North Korea has said it had placed its missiles on “standby" and warned it could strike American bases in South Korea and in the Pacific, in retaliation to the U.S. dispatching bombers to carry out flights over the Korean peninsula as part of a recent military drill.

While the North has in the past issued similar threats of attacking the U.S. and the South, Friday’s warning was seen by analysts as striking a note that was even more fiery than usual, heightening regional concerns.

The reclusive state’s young new leader Kim Jong-un, who took over following the death of his father Kim Jong-il in December 2011, had late on Thursday “signed the plan on technical preparations of strategic rockets of the Korean People’s Army" and had ordered them "to be on standby for fire so that they may strike any time the U.S. mainland, its military bases in the operational theaters in the Pacific, including Hawaii and Guam, and those in South Korea,” the official Korean Central News Agency (KCNA) said.

The announcement was met with concern not only across the border in Seoul, where officials said that they had observed heightened activity in some launch sites, but also in Beijing, where the North’s only ally – and biggest source of aid – called for all sides to bring down tensions.

“We call on all relevant parties to make joint efforts to turn around the tense situation,” Chinese Foreign Ministry spokesperson Hong Lei told reporters, using language that went beyond the usual Chinese response of calling for peace and stability in the Korean peninsula.

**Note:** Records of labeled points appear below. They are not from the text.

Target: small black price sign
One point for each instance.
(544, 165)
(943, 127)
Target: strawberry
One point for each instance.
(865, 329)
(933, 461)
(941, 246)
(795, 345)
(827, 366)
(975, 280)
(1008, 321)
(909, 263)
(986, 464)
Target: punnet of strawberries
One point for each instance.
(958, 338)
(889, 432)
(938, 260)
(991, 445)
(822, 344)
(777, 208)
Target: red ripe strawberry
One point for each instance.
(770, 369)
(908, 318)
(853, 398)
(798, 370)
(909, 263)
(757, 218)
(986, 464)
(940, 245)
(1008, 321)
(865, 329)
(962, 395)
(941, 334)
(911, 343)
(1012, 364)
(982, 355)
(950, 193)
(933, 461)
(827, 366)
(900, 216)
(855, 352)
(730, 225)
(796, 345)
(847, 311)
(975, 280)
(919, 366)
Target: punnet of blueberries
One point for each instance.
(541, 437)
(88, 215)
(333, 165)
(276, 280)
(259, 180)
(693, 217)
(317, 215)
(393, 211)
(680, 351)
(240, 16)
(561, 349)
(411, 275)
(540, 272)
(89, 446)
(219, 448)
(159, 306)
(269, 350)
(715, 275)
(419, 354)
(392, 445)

The North’s KCNA agency in another statement on Friday reminded the country’s neighbours that with the Armistice Agreement recently scrapped, “there is no mechanism to deter a war”.

“Upon hearing the statement of the Supreme Command of the Korean People’s Army, all service personnel and people are renewing their firm resolution to deal merciless and retaliatory blows at the vicious provocateurs and achieve a final victory in the war for national reunification,” the KCNA said.

It said the nullification of the agreement was “due to the grave provocations of the U.S. and the puppet group”, referring to the South, and added that “the Supreme Command of the Korean People's Army has already declared military actions against the U.S. mainland and the bases of the U.S. imperialist aggressor forces in Hawaii, Guam and the Pacific, to say nothing of the military targets and enemy ruling institutions in south Korea.”

Photographs issued by KCNA showed mass rallies in Pyongyang on Friday held to denounce the U.S., leading some analysts to suggest the North's moves were possibly aimed at shoring up domestic support for the new leader. The leadership's increasingly strong rhetoric has followed a rocket launch last year and a nuclear test in February that brought new sanctions, even as the country deals with a dire economy and food shortages.

How far the North will go as it continues to put forth dire warnings is unclear, analysts say, considering the state’s penchant for issuing similar threats in the past. In recent days following the flights of U.S. nuclear-capable stealth bombers over the Korean peninsula in a show of force along with the South, missile sites in the North have shown “increased activities”, the Seoul-based Yonhap news agency quoted military sources as saying.

The U.S. has indicated it will go ahead with planned drills with the South in spite of the threats, raising the prospect of further tensions in coming days. On Friday morning, the North dispatched a Mig-21 fighter close to the borders of the South’s front-line airspace, Yonhap reported. While the fight returned to base, the South responded by scrambling a fighter, officials said.